I want to work it out as I still Love her very much, but I can only stand so much. PLEASE HELP in your thoughts I dont want a divorce I want her the way she was or is it me????????.......


----------



## sdk (Jan 16, 2010)

Wow, Flooring, you have so much going on here. I feel for you. Reading your post made me sad. 

First of all, it sounds like she is very spoiled - not sure if that is really the case, but from what you have written, it does sound like she has always been taken care of by her parents, and she has no idea how to live in the "real world". You are now married and living together, so she really needs to cut the cord, as they say. If she has a really goods job, it is not fair for her to not contribute monetarily. In my marriage, my money has always been "our" money and vice versa. We pay our bills together. What she is doing is just not right. 

If she is in her late 20's, she really needs to grow up. She is not a child anymore. How could she not know how to clean, cook, ect? And I would say that if she is bi-polar, she most definitely needs to be on her meds.
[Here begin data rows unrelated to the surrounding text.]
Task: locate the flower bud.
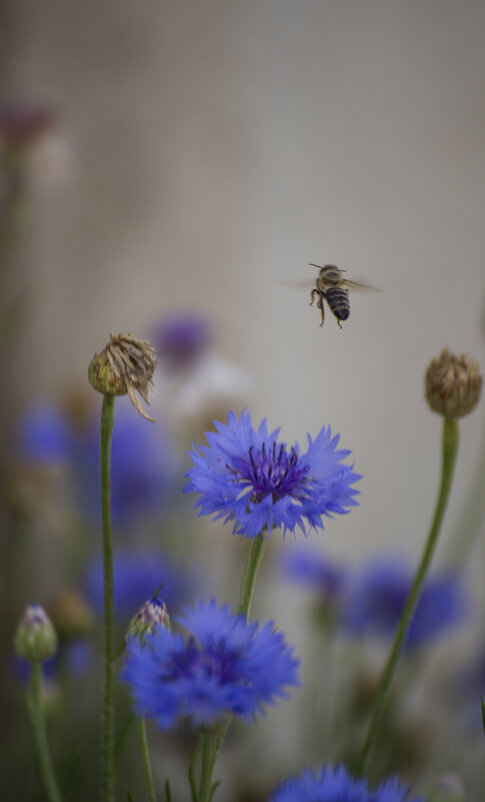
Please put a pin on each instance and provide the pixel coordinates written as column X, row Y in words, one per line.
column 453, row 384
column 71, row 616
column 35, row 638
column 126, row 365
column 150, row 616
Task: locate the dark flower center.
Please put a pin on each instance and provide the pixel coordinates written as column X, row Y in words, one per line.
column 213, row 660
column 272, row 471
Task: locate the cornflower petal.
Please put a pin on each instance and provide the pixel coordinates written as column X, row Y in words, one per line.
column 330, row 784
column 220, row 669
column 249, row 478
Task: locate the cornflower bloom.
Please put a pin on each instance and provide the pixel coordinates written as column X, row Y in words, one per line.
column 221, row 669
column 376, row 600
column 182, row 339
column 246, row 476
column 44, row 436
column 337, row 785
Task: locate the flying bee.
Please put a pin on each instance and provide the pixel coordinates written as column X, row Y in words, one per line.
column 332, row 287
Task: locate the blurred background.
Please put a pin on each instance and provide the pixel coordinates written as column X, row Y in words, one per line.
column 192, row 158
If she is not taking them, that could definitely be causing her to act the way she is. And that is not fair to you. 

Are you close to her parents? Is it possible for you to talk to them about the situation? Maybe they can be a bigger influence on her right now, and get her to take her meds, that she needs? 

I can tell from your post that you do love her very much. But you are her husband, not her parent. It sounds like you are doing everything in your power to make this work. But she will need to learn to contribute. I have no idea how you can help her learn to do that. 
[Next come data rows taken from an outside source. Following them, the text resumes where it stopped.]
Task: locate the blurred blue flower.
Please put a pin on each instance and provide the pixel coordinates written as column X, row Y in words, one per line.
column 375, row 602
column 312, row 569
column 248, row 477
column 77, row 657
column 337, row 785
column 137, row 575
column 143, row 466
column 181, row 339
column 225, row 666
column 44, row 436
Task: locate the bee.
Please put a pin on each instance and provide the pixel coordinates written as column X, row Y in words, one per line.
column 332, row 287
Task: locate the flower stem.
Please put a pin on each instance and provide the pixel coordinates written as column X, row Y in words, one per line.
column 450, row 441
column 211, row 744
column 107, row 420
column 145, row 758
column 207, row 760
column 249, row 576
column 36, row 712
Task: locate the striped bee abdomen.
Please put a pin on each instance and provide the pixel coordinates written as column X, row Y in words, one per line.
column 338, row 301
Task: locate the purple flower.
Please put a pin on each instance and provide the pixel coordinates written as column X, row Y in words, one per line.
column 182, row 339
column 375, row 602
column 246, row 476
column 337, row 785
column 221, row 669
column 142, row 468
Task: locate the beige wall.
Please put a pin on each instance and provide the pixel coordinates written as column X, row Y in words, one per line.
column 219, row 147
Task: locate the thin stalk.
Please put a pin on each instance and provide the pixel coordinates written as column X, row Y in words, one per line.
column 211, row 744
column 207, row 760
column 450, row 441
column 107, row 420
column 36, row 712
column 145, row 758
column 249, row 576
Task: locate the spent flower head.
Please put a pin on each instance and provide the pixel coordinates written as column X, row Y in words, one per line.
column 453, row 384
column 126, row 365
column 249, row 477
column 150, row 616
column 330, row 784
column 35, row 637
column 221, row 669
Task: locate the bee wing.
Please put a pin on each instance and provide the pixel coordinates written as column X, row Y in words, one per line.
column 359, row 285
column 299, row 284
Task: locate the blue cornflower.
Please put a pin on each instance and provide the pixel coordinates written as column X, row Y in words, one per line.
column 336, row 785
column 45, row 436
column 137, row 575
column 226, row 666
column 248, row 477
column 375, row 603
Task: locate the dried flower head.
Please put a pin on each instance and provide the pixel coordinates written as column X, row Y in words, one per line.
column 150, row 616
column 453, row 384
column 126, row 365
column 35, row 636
I know I may have not been much help, but I wanted to let you know I read your post, and I feel for you. There are a lot of really intelligent people here who have wonderful advice. Hopefully someone can offer better advice for you.


----------



## fixntoplease (Jan 27, 2010)

Im going through a relation very similar. Ive been with my partner over 10 years yet married for only a few months. My wife's stubbornness is beyond me. Im passive as well. So getting the nerve to tell her whats bothering me is hard. The hardest part about the whole thing is watching her light up like a firecracker after i tell her. I hope you find a why to show her what she is doing and convict her enough to make an effort towards change.

Sometimes i feel my wife's like the perfect storm no matter what i try (passive or aggressive) it only makes her aggressiveness stronger.

Good luck and i look forward to hearing other peoples responses as well maybe they can help me too.


----------



## Flooring (Jan 27, 2010)

Thanks for all your help it really does help. She now since demanded that I sign an agreement to name our first male child after her father or she will divorce me. She had surgey and went to her moms to recover as that was the best choice for her as I'm self employed and can't take off. She refuses to come home till it is signed. I tried every compromise. I dont dislike the father, however I do dislike the name. I agreed to it. With the stipulation that if its a girl we will both name the child. Do you think she is being reasonable? She does love her father alot and he is recently sick.
Another problem: Let me know what you think. An example. We got a plasma tv from the in laws for chirstmass. I'm the won paying all the bills as discussed above. We really have no place for it or use for it. I purchased a lcd tv on black friday as we were having the Holidays at our home so I wanted atleast a decent tv for the family room. Then the in laws give us this tv. I'm NOT complaining at all. All I did was mention tonight to her (shes at her moms) that I moved the LCD upstairs and other tube tv down stairs. Plasma is still in the box mind you. Reason for the move, was that she leaves the TV on non stop and I'm trying to save money with the LCD. I stated that plasmas do use alot of energy. That caused a huge blow up from her, stating that I nay say everything her family gives me. Was that wrong to say?


----------



## turnera (Jan 22, 2010)

WTH?

She's acting like a 3 year old. Why do you put up with it?

IIWY, I'd send her stuff to her mom's. Let her EARN her right to come back to you.


----------